Fecha: 23 de Noviembre de 2010

Tribunal: AP - Barcelona

Ponente: UTRILLAS CARBONELL, FERNANDO

Nº de sentencia: 653/2010

Núm. Cendoj: 08019370132010100442


Encabezamiento

AUDIENCIA PROVINCIAL

DE BARCELONA

SECCIÓN TRECE

ROLLO Nº 966/2009-C4ª

JUICIO ORDINARIO Nº 587/2008

JUZGADO DE PRIMERA INSTANCIA Nº 6 DE BARCELONA

S E N T E N C I A Nº 653

Ilmos.

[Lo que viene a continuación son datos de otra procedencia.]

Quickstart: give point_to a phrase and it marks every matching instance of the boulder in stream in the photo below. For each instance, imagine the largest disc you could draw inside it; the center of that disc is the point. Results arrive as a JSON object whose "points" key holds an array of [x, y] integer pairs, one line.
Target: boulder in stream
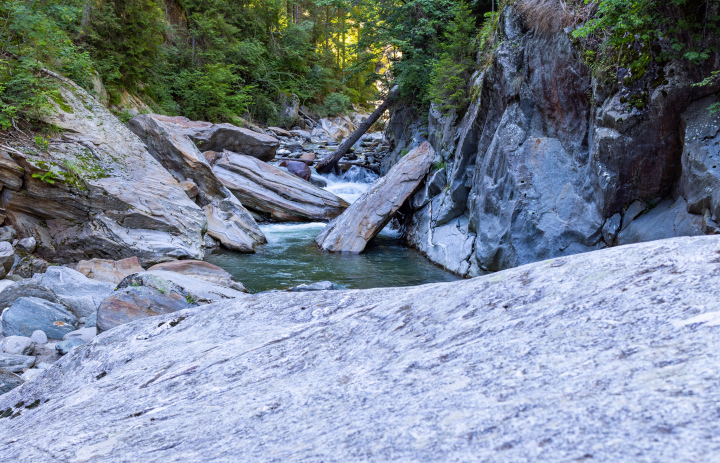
{"points": [[367, 216], [171, 143], [275, 193]]}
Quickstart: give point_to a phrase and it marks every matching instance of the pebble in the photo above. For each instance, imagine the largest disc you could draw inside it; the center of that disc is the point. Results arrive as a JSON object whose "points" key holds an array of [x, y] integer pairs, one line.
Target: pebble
{"points": [[67, 345], [39, 337]]}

Sres.

D. JOAN CREMADES MORANT

Dª. ISABEL CARRRIEDO MOMPIN

Dª. MARIA ANGELS GOMIS MASQUE

D. FERNANDO UTRILLAS CARBONELL

En la ciudad de Barcelona, a veintitres de noviembre de dos mil diez.

VISTOS, en grado de apelación, ante la Sección Trece de esta Audiencia Provincial, los presentes autos de Juicio Ordinario nº 587/2008, seguidos por el Juzgado de Primera Instancia nº 6 de Barcelona, a instancia de Alicia , contra Jose Carlos ; los cuales penden ante esta Superioridad en virtud del recurso de apelación interpuesto por la parte actora contra la Sentencia dictada en los mismos el día 22 de septiembre de 2009, por el/la Juez del expresado Juzgado.

Antecedentes

PRIMERO.- La parte dispositiva de la Sentencia apelada es del tenor literal siguiente: "FALLO: Desestimo íntegramente la demanda formulada por el Procurador D. Juan Antonio Satorras Calderón, en nombre y representación de Doña Alicia , contra D. Jose Carlos , y en consecuencia: 1º. Absuelvo a dicho demandado de todos los pedimentos contra él instados en la demanda. 2º. Condeno a la demandante al pago de las costas de este procedimiento."

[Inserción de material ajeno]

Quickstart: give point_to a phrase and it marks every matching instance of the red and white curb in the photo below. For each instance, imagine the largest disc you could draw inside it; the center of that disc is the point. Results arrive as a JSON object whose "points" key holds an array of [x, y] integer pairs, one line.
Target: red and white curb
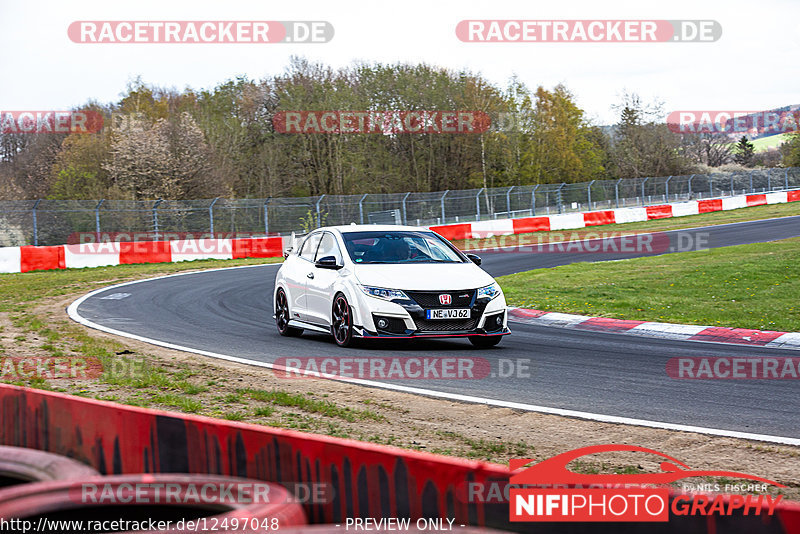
{"points": [[685, 332]]}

SEGUNDO.- Contra la anterior Sentencia interpuso recurso de apelación la parte actora mediante su escrito motivado, dándose traslado a la contraria que se opuso; elevándose las actuaciones a esta Audiencia Provincial.

TERCERO.- Se señaló para votación y fallo el día 23 de noviembre de 2010.

CUARTO.- En el presente procedimiento se han observado y cumplido las prescripciones legales.

VISTO, siendo Ponente el Ilmo. Sr. Magistrado D. FERNANDO UTRILLAS CARBONELL.

Fundamentos

PRIMERO.- Ejercitada por la demandante Sra. Alicia , en su condición de propietaria de la vivienda en C/ DIRECCION000 nº NUM000 , NUM001 , NUM002 , de Barcelona, con fundamento en los artículos 1261 y concordantes del Código Civil , acción declarativa de la nulidad, por simulación absoluta, del contrato de arrendamiento de 2 de mayo de 1979, concertado con el demandado Sr. Jose Carlos , opuso el demandado la validez del contrato de arrendamiento, motivo de oposición que fue acogido en la sentencia de primera instancia, contra la que apela la parte actora.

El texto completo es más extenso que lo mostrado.